[OPE-L:7629] Re: RE: Itoh on gold money

From: Fred B. Moseley (fmoseley@mtholyoke.edu)
Date: Mon Sep 09 2002 - 00:33:49 EDT


On Fri, 6 Sep 2002, Itoh Makoto wrote:

>
> Dear Fred;
>
> Thanks for your reading our book and commenting on my post. The issues
> are not easy to solve instantly and we need to cooperate patiently
> within our limitted time. Let me try to answer or clarify the problems
> you raised by inseting may reply beginning with (Itoh) into your post.
>
>
>
>
> 	(Itoh) There must be at least three different steps to be analyzed
> even within the basic theory. The first step is on the values of
> commodities including gold. The effect of equalization of profit rates
> among capitalists and the ground rent should still be
> abstracted. Otherwise you have to discuss the determination of exchnage
> values of agricultural products, etc. in relation with differential and
> absolute rent from the beginning of 'Capital'. The second step is on the
> theory of prices of production. Here, we still should abstract from the
> theory of rent  in clarifying the basic logic of determination of prices
> of production.      
> 
> 
> 	(Itoh) It is because even after introduction of the differential
> and absolute ground rent at the third step of theoretical system, the
> basic first two steps can remain in their fundamental logic to clarify
> the working of laws of capitalist economy, and the theory of ground rent
> is dependent on them. As you put it, gold has not really price of
> production. However, its exchange value is inverse of prices of other
> commodities. Under the given standard of price, say an ounce of gold is
> 3 pounds 17 shilling 10.5 pence, the profit rate of gold producing
> capitalists with given technical conditions must fluctuate according to
> the changes of prices of other commodities. I don't see any reason why
> capitalists in other industries can not competitively invest or come
> into the gold industry, if its profit rate is constantly higher than the
> social average. The fact that gold producers are relatively small sized
> is also a good evidence for assuming such competitive pressure. Without
> such competitive pressure among producers, even the value itself can
> not work as the gravitational center of exchange values. Marx's theory
> of absolute rent does not refute the equalization of profit rates among
> capitalists including those who pay absolute rent in agriculture.

But the key question is: after the introduction of absolute and
differential rent, how is the exchange-value of gold money determined: by
its "value" or by its "price of production"?  
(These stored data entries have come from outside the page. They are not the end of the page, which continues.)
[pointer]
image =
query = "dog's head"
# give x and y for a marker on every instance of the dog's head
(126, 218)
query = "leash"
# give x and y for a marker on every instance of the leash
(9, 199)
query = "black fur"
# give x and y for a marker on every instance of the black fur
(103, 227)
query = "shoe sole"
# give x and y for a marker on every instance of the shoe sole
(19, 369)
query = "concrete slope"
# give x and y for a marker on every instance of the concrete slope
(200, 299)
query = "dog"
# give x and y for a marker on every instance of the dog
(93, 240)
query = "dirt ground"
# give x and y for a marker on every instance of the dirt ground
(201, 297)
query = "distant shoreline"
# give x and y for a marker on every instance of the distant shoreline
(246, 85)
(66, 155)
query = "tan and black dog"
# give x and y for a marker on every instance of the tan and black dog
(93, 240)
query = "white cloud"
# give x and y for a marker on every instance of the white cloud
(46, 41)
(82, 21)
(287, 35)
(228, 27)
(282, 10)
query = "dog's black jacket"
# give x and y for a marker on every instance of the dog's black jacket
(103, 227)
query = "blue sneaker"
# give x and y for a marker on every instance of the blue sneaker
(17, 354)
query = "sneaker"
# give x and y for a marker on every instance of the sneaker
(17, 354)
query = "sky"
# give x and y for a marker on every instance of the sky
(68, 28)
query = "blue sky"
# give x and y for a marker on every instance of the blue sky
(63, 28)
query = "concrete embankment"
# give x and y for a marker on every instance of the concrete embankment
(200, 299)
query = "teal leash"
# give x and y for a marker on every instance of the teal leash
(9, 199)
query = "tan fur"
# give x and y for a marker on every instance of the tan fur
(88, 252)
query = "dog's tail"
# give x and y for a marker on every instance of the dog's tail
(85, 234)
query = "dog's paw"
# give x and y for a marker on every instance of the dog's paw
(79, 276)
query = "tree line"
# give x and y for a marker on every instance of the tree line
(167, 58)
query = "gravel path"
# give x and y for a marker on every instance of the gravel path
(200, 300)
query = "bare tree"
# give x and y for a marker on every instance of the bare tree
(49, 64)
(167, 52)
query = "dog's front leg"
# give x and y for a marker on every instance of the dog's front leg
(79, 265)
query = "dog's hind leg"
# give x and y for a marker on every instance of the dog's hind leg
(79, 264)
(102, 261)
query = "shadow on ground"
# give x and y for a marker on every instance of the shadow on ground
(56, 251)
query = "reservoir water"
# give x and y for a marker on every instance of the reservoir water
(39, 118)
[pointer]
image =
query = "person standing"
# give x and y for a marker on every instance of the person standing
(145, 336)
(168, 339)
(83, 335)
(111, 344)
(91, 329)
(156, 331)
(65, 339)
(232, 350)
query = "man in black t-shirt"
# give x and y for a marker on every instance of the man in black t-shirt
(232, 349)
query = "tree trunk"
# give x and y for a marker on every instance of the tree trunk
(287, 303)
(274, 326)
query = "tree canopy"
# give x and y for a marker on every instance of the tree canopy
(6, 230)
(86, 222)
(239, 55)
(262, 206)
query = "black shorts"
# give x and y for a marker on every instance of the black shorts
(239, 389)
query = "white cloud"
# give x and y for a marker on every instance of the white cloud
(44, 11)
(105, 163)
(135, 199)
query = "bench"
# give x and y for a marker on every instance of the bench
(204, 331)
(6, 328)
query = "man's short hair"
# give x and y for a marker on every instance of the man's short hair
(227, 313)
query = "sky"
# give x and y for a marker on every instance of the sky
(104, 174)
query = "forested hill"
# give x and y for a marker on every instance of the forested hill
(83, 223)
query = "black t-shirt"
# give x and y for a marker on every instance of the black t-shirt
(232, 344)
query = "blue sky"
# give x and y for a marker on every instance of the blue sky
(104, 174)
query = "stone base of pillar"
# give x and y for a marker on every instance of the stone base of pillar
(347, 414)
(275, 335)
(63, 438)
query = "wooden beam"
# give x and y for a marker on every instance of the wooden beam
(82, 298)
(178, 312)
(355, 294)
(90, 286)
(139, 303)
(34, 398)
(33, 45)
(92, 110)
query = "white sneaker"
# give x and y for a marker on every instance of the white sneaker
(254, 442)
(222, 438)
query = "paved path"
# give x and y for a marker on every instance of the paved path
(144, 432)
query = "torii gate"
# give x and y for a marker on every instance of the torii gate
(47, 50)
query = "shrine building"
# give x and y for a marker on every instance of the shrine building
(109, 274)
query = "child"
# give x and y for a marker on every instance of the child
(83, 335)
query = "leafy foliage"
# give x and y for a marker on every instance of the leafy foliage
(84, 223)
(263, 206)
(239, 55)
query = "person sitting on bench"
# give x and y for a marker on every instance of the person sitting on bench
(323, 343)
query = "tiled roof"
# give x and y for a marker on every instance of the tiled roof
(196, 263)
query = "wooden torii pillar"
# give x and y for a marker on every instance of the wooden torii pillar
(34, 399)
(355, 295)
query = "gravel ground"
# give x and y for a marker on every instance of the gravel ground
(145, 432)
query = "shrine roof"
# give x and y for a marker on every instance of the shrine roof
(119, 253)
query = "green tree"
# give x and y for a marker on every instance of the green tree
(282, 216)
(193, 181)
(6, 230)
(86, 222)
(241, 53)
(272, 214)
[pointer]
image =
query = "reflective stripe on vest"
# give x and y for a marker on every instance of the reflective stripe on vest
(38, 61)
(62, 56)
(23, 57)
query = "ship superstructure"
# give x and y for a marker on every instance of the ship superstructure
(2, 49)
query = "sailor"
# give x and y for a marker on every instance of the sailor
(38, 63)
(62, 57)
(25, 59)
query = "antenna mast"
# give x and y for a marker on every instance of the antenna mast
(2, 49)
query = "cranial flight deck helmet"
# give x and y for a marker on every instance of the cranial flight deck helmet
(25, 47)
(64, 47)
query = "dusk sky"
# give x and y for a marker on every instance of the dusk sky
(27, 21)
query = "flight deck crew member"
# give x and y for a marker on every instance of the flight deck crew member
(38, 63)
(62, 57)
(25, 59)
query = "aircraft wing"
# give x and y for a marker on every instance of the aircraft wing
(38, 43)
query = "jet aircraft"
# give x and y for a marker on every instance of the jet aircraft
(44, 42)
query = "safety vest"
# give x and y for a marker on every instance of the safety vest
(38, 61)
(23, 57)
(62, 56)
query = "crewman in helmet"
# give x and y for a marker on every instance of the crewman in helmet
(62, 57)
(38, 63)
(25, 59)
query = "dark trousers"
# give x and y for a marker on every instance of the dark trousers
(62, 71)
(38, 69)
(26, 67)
I argue that the exchange-value of money is determined by its "value",
because the least productive gold mines have a lower than average
composition of capital and the owners of the gold mines are able to
appropriate the extra surplus-value produced in the form of absolute
rent.  This does NOT mean that gold capitalists do not receive the average
rate of profit.  They do.  But it also means that, in addition, gold
landlords are able to appropriate absolute rent.  

Do you agree or disagree?


> 
> 	(Itoh) There are two pints here to be clarified here beside
> already noted. First do you negate the theory of prices of production
> for the whole prodcts paying the absolute rent? If not, what is the
> basic difference in this point between the gold industry and
> agricutrue? In a sense, all the land owners can reject investment to
> gain the abosulte rent to the extent that the comepetive pressure from
> the additiona investment to the existing lease land allows it.
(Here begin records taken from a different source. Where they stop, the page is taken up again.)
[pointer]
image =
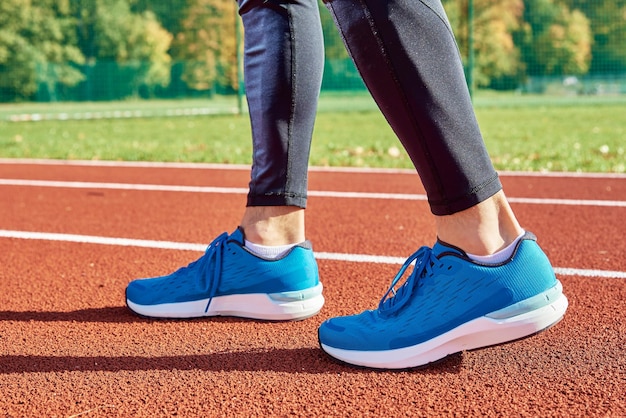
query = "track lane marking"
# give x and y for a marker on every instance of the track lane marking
(317, 193)
(185, 246)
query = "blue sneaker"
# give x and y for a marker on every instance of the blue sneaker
(230, 281)
(450, 304)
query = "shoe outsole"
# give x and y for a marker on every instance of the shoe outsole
(479, 333)
(254, 306)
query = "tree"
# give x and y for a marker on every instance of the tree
(109, 32)
(608, 24)
(554, 40)
(496, 54)
(208, 44)
(37, 48)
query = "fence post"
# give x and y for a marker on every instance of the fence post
(240, 83)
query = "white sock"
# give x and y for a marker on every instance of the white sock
(271, 252)
(499, 256)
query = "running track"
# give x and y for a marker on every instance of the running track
(73, 234)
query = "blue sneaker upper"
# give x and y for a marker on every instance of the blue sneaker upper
(228, 268)
(444, 290)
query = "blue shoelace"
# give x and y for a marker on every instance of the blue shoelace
(394, 300)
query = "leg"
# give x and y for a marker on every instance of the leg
(283, 69)
(422, 92)
(450, 301)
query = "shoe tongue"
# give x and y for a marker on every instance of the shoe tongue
(441, 248)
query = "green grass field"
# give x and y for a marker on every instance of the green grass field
(521, 132)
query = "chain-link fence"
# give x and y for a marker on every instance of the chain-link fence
(103, 50)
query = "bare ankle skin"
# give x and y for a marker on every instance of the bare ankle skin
(482, 229)
(273, 225)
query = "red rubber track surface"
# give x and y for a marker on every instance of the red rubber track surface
(69, 347)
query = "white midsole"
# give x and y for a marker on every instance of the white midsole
(480, 332)
(256, 306)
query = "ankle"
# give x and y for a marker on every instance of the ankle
(483, 229)
(273, 225)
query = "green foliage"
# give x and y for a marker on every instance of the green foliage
(554, 40)
(110, 31)
(36, 47)
(608, 23)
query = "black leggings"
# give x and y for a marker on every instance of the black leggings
(407, 55)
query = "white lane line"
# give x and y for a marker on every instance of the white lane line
(171, 245)
(317, 193)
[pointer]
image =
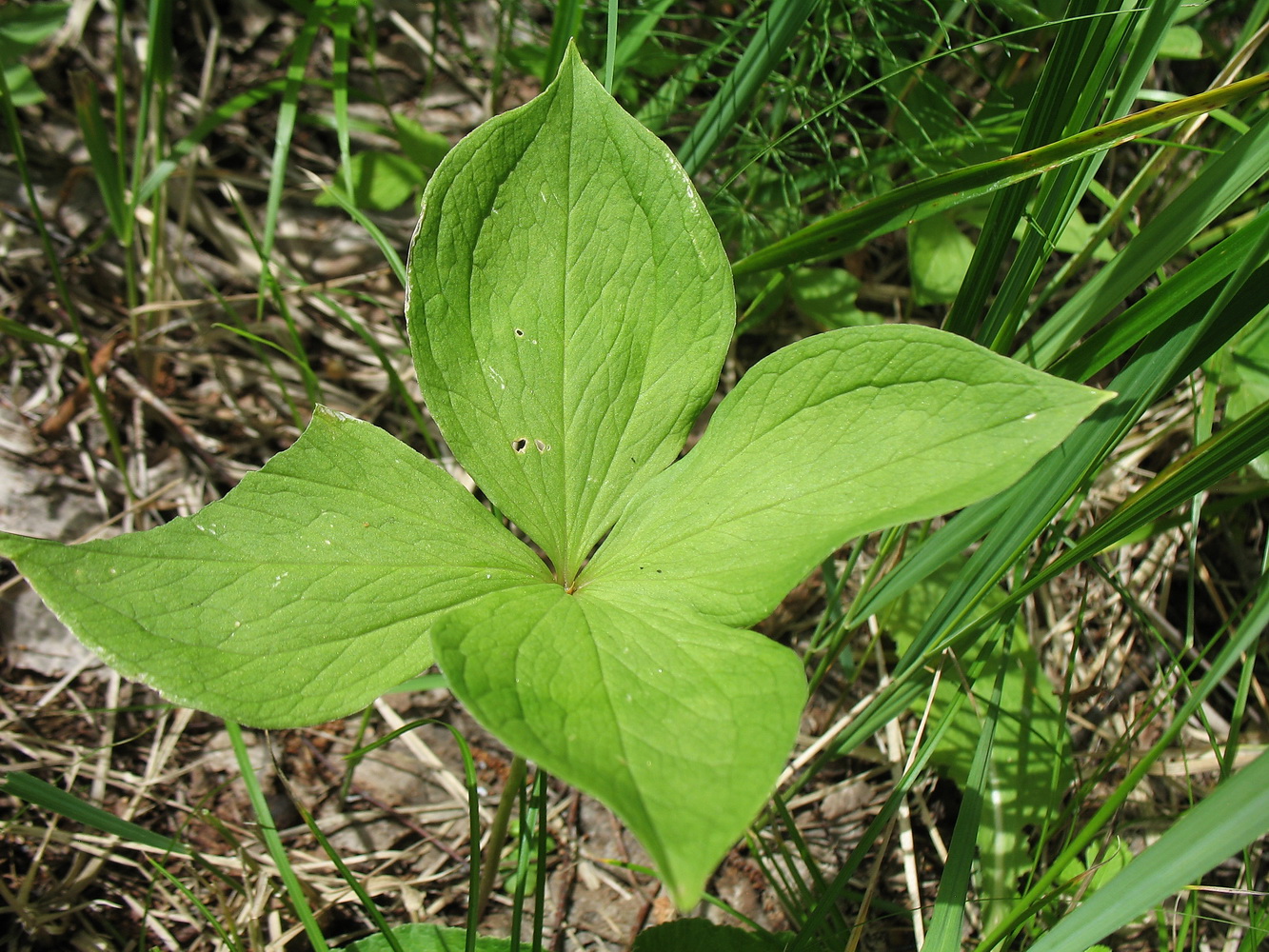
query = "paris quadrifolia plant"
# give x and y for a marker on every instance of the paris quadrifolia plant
(570, 307)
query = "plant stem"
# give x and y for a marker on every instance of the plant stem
(498, 833)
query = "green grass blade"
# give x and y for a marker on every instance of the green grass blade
(843, 231)
(1060, 102)
(770, 45)
(827, 902)
(100, 152)
(349, 878)
(273, 842)
(46, 795)
(287, 112)
(1177, 486)
(633, 38)
(1193, 286)
(210, 122)
(340, 27)
(948, 920)
(1219, 183)
(1062, 190)
(1227, 821)
(1244, 640)
(155, 82)
(212, 920)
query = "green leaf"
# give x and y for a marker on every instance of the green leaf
(420, 937)
(940, 257)
(833, 437)
(301, 596)
(1181, 44)
(704, 936)
(678, 724)
(570, 308)
(827, 297)
(20, 30)
(381, 181)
The theory of prices of production is not negated in the sense that
capitalist farmers still receive the average rate of profit.  But the
theory of prices of production is negated in the sense that the prices of
agricultural goods do not equal to prices of production, but are instead
equal to values (or monopoly prices), because the prices of agricultural
goods must a component of absolute rent.  Because of their monopoly power
over the land, landlords are able to block the redistribution of the extra
surplus-value from agriculture to other industries, and thus block the
transformation of values into prices of production.  Marx said this many
times.  


> Second, in this regard, as I argued in my boook, The Basic Theory of
> Capitalism
> (Macmillan, Barns and Noble, 1988, p.248),  Marx's theory itself to pose
> the value as the source and limit of ablolute rent is problematic. Do
> you think that absolute rent disppears or does not exist either when the
> organic composition of capital in agriculture bacomes higher than the
> social average or in case of the urban land for manufacturing industries
> with higher composition of capital than the social average?  The concept
> of monopoly rent is in my understanding may not well applicable to
> those cases.

I would say that in this case that absolute rent becomes monopoly rent,
and this is not a problem.  The difference is that the source of the
absolute rent is surplus-value produced outside agriculture, rather than
withing agriculture.  Why do you think it is a problem?  

In any case, this condition does not apply to gold, where the composition
of capital in the least productive mines is lower than the social average
composition of capital.


I look forward to continued patient discussion.